Les tabous, les non-dits, les détournements de regards, les multiples réalités, ce qu’on accepte ou refuse de voir, de savoir, de croire, me font vivre la peinture comme un détonateur du perceptible. Je reconnais chez Frida Kalho son urgence de vivre, chez Marlène Dumas, la lucidité de ses portraits et la force de ce qu’elle a à révéler, chez Valloton l’étreinte de la peinture, chez Peter Doigt le paysage témoin qui a tout vu.

La fuite, le confinement, l’exil, la migration, happer l’air, la puissance et la splendeur de la vie sont autant de sujets qui m’interpellent et auxquels j’ai envie de répondre. J’en reviens toujours à ces mêmes provocateurs d’émotion que ce soit pour en charger des paysages ou des personnages, en dessin comme en peinture.

Il y a plusieurs degrés de lecture dans mon travail et chacun s’arrête là où il veut, là où il peut.

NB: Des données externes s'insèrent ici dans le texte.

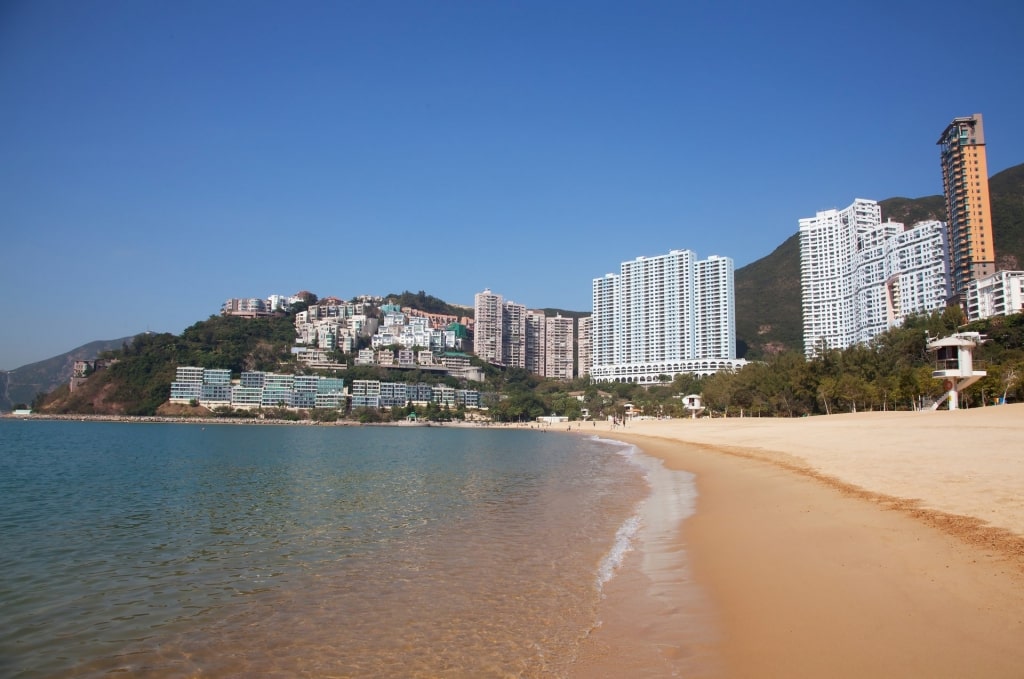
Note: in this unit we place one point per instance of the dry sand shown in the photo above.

Ce que je souhaite donner à voir, d’emblée, ce sont des paysages libres, généreux aux couleurs séduisantes, qui évoqueraient parfois le jeu de la lumière et du souffle du vent dans le nuancier vert du feuillage.

Les espaces représentés sont vastes et ouverts et pourtant semblent tellement serrés dans le grand format de la toile. Puis, peu à peu, on se surprendrait à chercher dans l’image agréable une issue de secours, un trou d’air.

On se retrouve enchevêtré, empêtré dans la peinture, avec les plaisirs de ses petits effets, ses dégradés de couleurs monochromes et la densité de l’occupation de la surface. On respire parfois mal, la monochromie fait camouflage, elle étouffe les bruits sourds, calfeutre les drames.

La puissance de la couleur vient alors à la rescousse, on s’y accroche, bienveillante, elle nous offre son réconfort.

Mes paysages sont peut-être des paysages étoffés étouffés, des paysages claustrophobes, des paysages absorbants mais qui résistent tant et pourtant.